\(\DeclareMathOperator*{\argmin}{arg\,min}\) \(\DeclareMathOperator*{\argmax}{arg\,max}\)
One-, two-, and three-dimensional Euclidean spaces are easy for humans to reason about. Distances, volumes, and probability distributions are well-behaved and understandable in these low-dimensional spaces. However, this nice behavior can be deceiving. The properties of high-dimensional spaces are quite different from low-dimensional spaces, especially in the context of probability theory and statistics.
This difference primarily arises due to the unintuitive nature of high-dimensional spaces. While distances in two- and three-dimensioal spaces are easy to intuit for the human mind, imagining the distance between two points in a 10,000-dimensional Euclidean space is much less natural. To compensate, we often assume that our understanding of distances in low-dimensional space still holds for these high-dimensional spaces. Unfortunately, this is wildly wrong.
In this post, we explore some of this unintuitive behavior, with a primary focus on the implications for statistics and probability.
One of the most confusing things to understand about high-dimensional objects is where most of the volume of these objects lies.
To see this, let’s consider a ball in Euclidean spaces of different dimensions. Recall that a ball centered at the origin is the set of all points of distance less than a radius $r$ from the origin. We can denote this set as $\{ \mathbf{x} : ||\mathbf{x}||_2 < r\}$, where $\mathbf{x} \in \mathbb{R}^p$ is a vector.

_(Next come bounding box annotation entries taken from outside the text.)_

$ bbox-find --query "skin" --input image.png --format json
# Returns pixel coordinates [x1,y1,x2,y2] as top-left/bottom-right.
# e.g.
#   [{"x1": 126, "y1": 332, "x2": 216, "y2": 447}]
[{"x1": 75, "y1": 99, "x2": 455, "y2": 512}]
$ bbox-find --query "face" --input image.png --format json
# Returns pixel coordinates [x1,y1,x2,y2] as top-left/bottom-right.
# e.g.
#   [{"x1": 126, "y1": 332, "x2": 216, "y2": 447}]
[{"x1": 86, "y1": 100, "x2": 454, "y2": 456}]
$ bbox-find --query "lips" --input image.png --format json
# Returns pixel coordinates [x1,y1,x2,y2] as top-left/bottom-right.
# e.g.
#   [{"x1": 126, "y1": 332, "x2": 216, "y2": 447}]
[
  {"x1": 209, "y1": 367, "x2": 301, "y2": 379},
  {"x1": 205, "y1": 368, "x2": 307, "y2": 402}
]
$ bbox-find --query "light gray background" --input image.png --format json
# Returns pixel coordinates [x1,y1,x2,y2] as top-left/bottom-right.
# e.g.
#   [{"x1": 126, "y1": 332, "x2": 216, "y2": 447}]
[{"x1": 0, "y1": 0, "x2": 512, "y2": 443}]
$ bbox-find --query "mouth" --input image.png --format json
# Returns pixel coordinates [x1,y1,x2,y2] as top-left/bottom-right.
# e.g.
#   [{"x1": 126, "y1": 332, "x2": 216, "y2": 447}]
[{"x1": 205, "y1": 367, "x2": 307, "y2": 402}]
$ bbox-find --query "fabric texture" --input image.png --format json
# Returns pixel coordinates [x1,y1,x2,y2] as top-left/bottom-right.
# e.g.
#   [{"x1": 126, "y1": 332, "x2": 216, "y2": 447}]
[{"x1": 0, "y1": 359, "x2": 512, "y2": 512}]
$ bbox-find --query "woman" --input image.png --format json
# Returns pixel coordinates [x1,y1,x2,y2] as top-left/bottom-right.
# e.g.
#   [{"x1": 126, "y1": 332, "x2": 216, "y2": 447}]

In this example, we’ll consider what happens to the volume of a thin shell at the outer part of the ball across different dimensions.
Let’s start with an extremely trivial case: the two-dimensional disk, $\{x_1, x_2 : x_1^2 + x_2^2 < r\}$. Suppose we consider the outer shell of this circle with width $\ell$, as shown in the diagram below.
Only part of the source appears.